Las razones que me dieron, puedo no compartirlas, pueden ser discutibles, pero eran sus razones en ese momento, y tuve que escucharlas y decidí aceptarlas en lugar de obligarles a ir a un lugar, a vivir unas emociones y unas sensaciones, a las que no se querían enfrentar.
¿Qué si me dolió? ¡Ya lo creo que me dolió!
Y me hizo plantearme algunas cosas.
Me sentí dolida porque no me querían acompañar en mi dolor y porque ni se planteaban acompañar a su abuela, mi madre, en su pérdida.
¿En serio son tan poco empáticos?
Me sentí mal conmigo misma porque no sabía transmitirles ni expresarles que para mí era importante tenerlos conmigo y que me acompañasen en ese momento.
¿Qué es lo que he hecho tan mal para que no lo entiendan con la edad que tienen ya?
Me sentí molesta porque tuve que explicar a todos los que me preguntaron por ellos en el funeral que no habían querido ir (mentir no entraba en mis planes).

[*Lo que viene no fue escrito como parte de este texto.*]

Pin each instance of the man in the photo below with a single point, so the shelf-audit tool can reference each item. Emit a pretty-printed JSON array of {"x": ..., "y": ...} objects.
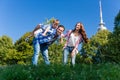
[{"x": 44, "y": 46}]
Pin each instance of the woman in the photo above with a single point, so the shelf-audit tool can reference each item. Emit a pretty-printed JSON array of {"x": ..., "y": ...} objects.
[{"x": 74, "y": 38}]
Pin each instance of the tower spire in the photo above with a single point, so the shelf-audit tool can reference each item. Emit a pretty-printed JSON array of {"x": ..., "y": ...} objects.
[{"x": 101, "y": 24}]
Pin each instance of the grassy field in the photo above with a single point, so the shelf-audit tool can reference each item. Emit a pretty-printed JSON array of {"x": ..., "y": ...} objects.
[{"x": 106, "y": 71}]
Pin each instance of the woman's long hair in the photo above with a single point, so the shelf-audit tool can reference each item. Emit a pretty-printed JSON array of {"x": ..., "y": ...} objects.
[{"x": 82, "y": 32}]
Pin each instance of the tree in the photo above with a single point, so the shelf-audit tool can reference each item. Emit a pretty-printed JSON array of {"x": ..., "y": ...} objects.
[
  {"x": 6, "y": 47},
  {"x": 24, "y": 50},
  {"x": 114, "y": 42}
]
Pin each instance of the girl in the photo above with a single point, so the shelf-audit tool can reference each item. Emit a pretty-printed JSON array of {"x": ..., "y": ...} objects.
[{"x": 74, "y": 38}]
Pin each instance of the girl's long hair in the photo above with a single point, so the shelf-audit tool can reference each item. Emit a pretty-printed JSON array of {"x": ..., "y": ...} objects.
[{"x": 82, "y": 32}]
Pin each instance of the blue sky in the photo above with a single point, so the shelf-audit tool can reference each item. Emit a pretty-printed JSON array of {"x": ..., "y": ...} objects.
[{"x": 20, "y": 16}]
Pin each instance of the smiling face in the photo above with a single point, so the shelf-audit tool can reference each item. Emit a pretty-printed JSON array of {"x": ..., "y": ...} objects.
[
  {"x": 55, "y": 23},
  {"x": 60, "y": 29},
  {"x": 78, "y": 26}
]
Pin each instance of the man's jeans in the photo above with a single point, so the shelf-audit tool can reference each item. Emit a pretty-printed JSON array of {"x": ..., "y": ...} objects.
[
  {"x": 44, "y": 51},
  {"x": 66, "y": 52}
]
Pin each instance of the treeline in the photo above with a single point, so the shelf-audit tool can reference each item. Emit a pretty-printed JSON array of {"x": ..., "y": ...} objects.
[{"x": 104, "y": 46}]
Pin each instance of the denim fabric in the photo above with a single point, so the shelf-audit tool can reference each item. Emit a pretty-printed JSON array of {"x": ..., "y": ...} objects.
[
  {"x": 66, "y": 52},
  {"x": 44, "y": 51}
]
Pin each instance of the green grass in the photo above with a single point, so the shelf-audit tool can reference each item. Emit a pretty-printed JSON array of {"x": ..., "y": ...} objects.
[{"x": 105, "y": 71}]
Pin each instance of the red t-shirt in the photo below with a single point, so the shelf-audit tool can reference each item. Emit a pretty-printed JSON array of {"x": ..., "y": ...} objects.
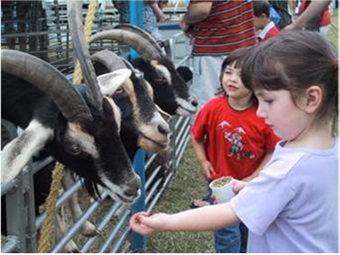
[
  {"x": 236, "y": 141},
  {"x": 229, "y": 26}
]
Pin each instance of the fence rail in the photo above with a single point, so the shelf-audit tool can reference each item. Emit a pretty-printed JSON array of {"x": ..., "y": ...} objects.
[{"x": 111, "y": 218}]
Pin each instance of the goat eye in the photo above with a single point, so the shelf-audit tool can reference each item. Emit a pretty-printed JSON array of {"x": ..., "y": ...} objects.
[
  {"x": 74, "y": 149},
  {"x": 119, "y": 91},
  {"x": 162, "y": 79}
]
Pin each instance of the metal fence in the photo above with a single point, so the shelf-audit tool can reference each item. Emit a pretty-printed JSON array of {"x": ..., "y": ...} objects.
[{"x": 110, "y": 217}]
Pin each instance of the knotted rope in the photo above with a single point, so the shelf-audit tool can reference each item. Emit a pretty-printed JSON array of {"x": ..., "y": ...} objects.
[{"x": 46, "y": 240}]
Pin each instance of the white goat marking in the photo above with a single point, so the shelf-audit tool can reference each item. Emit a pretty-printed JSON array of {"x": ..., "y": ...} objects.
[
  {"x": 149, "y": 89},
  {"x": 110, "y": 82},
  {"x": 165, "y": 72},
  {"x": 18, "y": 152},
  {"x": 186, "y": 108},
  {"x": 116, "y": 111},
  {"x": 82, "y": 138}
]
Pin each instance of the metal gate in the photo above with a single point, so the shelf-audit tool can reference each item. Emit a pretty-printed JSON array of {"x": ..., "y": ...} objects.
[{"x": 109, "y": 216}]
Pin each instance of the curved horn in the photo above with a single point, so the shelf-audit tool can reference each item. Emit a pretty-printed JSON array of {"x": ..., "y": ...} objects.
[
  {"x": 109, "y": 59},
  {"x": 49, "y": 80},
  {"x": 131, "y": 39},
  {"x": 142, "y": 33},
  {"x": 74, "y": 15}
]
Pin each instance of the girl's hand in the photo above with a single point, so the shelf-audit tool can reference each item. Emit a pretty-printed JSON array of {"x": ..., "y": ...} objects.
[
  {"x": 238, "y": 185},
  {"x": 145, "y": 224},
  {"x": 207, "y": 169}
]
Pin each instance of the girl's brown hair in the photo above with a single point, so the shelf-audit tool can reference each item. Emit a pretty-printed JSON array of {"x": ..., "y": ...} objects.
[{"x": 295, "y": 61}]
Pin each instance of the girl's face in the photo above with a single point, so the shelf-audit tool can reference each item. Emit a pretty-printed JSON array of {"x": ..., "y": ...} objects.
[
  {"x": 281, "y": 113},
  {"x": 232, "y": 83}
]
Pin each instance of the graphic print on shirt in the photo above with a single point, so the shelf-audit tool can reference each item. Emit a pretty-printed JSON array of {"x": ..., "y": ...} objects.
[{"x": 236, "y": 138}]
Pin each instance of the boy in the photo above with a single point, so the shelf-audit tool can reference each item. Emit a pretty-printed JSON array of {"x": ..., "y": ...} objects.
[{"x": 264, "y": 26}]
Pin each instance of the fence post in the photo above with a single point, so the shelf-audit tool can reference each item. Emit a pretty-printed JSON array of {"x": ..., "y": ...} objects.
[
  {"x": 138, "y": 241},
  {"x": 135, "y": 18}
]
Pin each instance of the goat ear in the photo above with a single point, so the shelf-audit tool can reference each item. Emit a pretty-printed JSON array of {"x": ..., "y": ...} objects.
[
  {"x": 18, "y": 152},
  {"x": 110, "y": 82}
]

¿Qué me perturbaba más, que no hubieran ido conmigo o que los demás, que no conocen tanto a mis hijos, me juzgasen por no haberlos llevado?
Luego tocó hablar y reflexionar con ellos a la vuelta sobre como me había sentido y las consecuencias que tienen las decisiones que tomamos.
Todo en esta vida es un aprendizaje.
Posiblemente, en otro momento de mi vida, yo hubiera reaccionado de otra manera completamente diferente, me hubiera enfadado, hubiera ocultado mi rabia al principio y hubiera saltado, desde ese enfado y esa rabia, a la menor ocasión.
Así que, aunque no siempre me salgan las cosas bien, me siento orgullosa de ser consciente de mis emociones, de saber ver que me perturba exactamente cuando los demás, en este caso mis hijos, no cumplen mis expectativas, por muy legítimas que sean esas expectativas.
Merece la pena observarse y realizar, poco a poco, este trabajo de autoconocimiento.
Tampoco hay que flagelarse cuando no sale bien, porque a veces te pilla con la guardia baja y no sale bien, y reaccionamos de mala manera, pero cada día tenemos una nueva oportunidad de ponerlo en práctica y evolucionar como personas y como padres.
Nos lo merecemos nosotras y se lo merecen ellos.